The inadequacies of the erstwhile pension system brought hardship and frustration to many retirees who left service and couldn’t access their pension for years. Some died in the process. This led to the enactment of the Pension Reform Act 2004 to introduce the CPS and the amendment of the Act in 2014 to correct identified implementation challenges. Under the scheme, a civil servant opens a Retirement Savings Account (RSA) into which his/her pension contributions were paid. The accruals can be regularly tracked through a regular RSA account statement from the Pension Fund Administrator (PFA), thus enabling a contributor plan for life in retirement with some measures of certainty.
Unfortunately, many employers of labour have found ways of circumventing the law and short-changing contributors. Although by the provisions of Section 11 (6) and (7) as well as Section 24(d) of the PRA 2014, it is an offence for an employer not to remit contributions, these provisions have not deterred many employers from holding back pension contributions of their employees. This has caused undue delays to such contributors’ pension payment, thereby defeating the purpose of the CPS.
PenCom has reacted to this threat by forging an inter-agency collaboration with the Economic and Financial Crimes Commission (EFCC) to crackdown on remitters and violators of these and other provisions of PRA 2014. While the struggle to sanitize the industry started under Ms. Anohu-Amazu, it has intensified under the current Acting Director General, Umar.
It must nevertheless be emphasized that the moderate success recorded under Ms. Anohu-Amazu cannot overshadow the known fact of the irregularity of her appointment. She was not qualified for the position at the time and was appointed only in acting capacity in 2012. But since the power that be wanted her to remain at the helms of PenCom, they ensured that the 2014 amendments to the PRA Act 2004 reduced the mandatory years of experience for the appointment of DG. Such arbitrariness and abuse of office permeated the operations of PenCom during her tenure.
The writer of the article in the Guardian also pointed at the House of Representatives probe of PenCom over an alleged missing N33 billion as evidence of the decline under Aisha -Umar. The fact is that no money is missing, and the Adhoc Committee itself had no option than to concede this in its subsequent hearings. It became clear that the allegation and probe are the handiwork of the same anti-Aisha-Umar forces outside PenCom.
It has, indeed, since become public knowledge that the House probe was driven by a legislator’s vendetta and inducements from outside of PenCom. Mrs. Aisha -Umar incurred their wrath when she sacked the daughter of the Chairman of the House Committee probing PenCom for possessing fake foreign degrees. The sacked staff was employed into the agency under Ms. Anohu-Amazu, but a verification exercise conducted by the agency led to her sack February this year. The unwholesome agenda was clear to the leadership of the House of Representatives which quickly removed the chairman of the Adhoc committee to save the integrity of the House. The probe has since being in the cooler.
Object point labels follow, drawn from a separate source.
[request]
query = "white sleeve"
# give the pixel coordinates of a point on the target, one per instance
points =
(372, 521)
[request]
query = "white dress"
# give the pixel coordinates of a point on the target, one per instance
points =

It is time for those with unbridled sense of entitlement to let go of Pencom and allow its current management to focus on service to the public. Such people should accept the fact that public position is service to the country.
Once you have done your best during your time, stay on the sidelines and make positive interventions when the need arises. No one is entitled to public office and this fixation about reclaiming a lost position has gone too far.